In the end, this initial high-level diplomatic encounter is perhaps most distressing given the high hopes that many Americans held that so many of our problems would vanish with the departure of Donald Trump – rather than undertaking a necessarily painful examination of the inherent deep-seated flaws within the American system.
Perhaps I am wrong in making these harsh observations. Maybe, coming on strong with all guns blazing — Hollywood cowboy style — at these first public confrontations will cause Moscow and Beijing to reflect and even retreat a bit. But I doubt it. I fear these two linked events simply hammer a few more nails into the coffin of cherished American aspirations to global leadership and dominance. In that case, we may be our own most dangerous enemy if we continue to look with nostalgia at former American hegemony. That global dominance, for better or for worse, is increasingly a thing of the past. It represents a failure to recognize the unique circumstances by which America happened to play a major positive global role immediately after the collapse of Europe, Japan, and China after the brutal ordeal of World War II. Arguably, those conditions will not return, which means that the United States will be facing a very uncomfortable future reality for which it seems psychologically ill-prepared.
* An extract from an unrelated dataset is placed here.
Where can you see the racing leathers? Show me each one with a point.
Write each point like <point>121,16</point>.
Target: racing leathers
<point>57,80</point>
This country indeed has some grounds for pride in its own – imperfect — democratic order. No such democratic orders are perfect. Still, how much reflection does it take to acknowledge what “the Chinese Communist Party” has accomplished in the past thirty years? Is it more worthy to bring half a billion people out of poverty and into middle-class life in a mere generation? Or more worthy to maintain intact an American electoral system in which mediocre or bad leaders emerge as readily as good ones? Trying to define what constitutes good governance either in China or America is not readily answerable and depends on one’s values. But at the least the question should evoke some measure of humility before Washington engages in a dubious public contest with a major foreign power over alternative forms of governance.
Ultimately, improvements in Chinese forms of governance are less likely to evolve — as they have over thirty years — when insulting comparisons and demands are made of a competitor’s performance — especially when we are talking about Chinese domestic policies in so many cases — while giving a free ride to our harshly autocratic friends.
The United States is a country possessing extraordinary gifts of creativity and energy. At this point, however, its political, socio-economic, and psychological order seems to be languishing on the cross of a questionable and expensive search for total global military dominance.
Hopefully, some lessons learned will be drawn from this early, singularly amateur and emotional first foray of the Biden administration into high-level Russia and China diplomacy.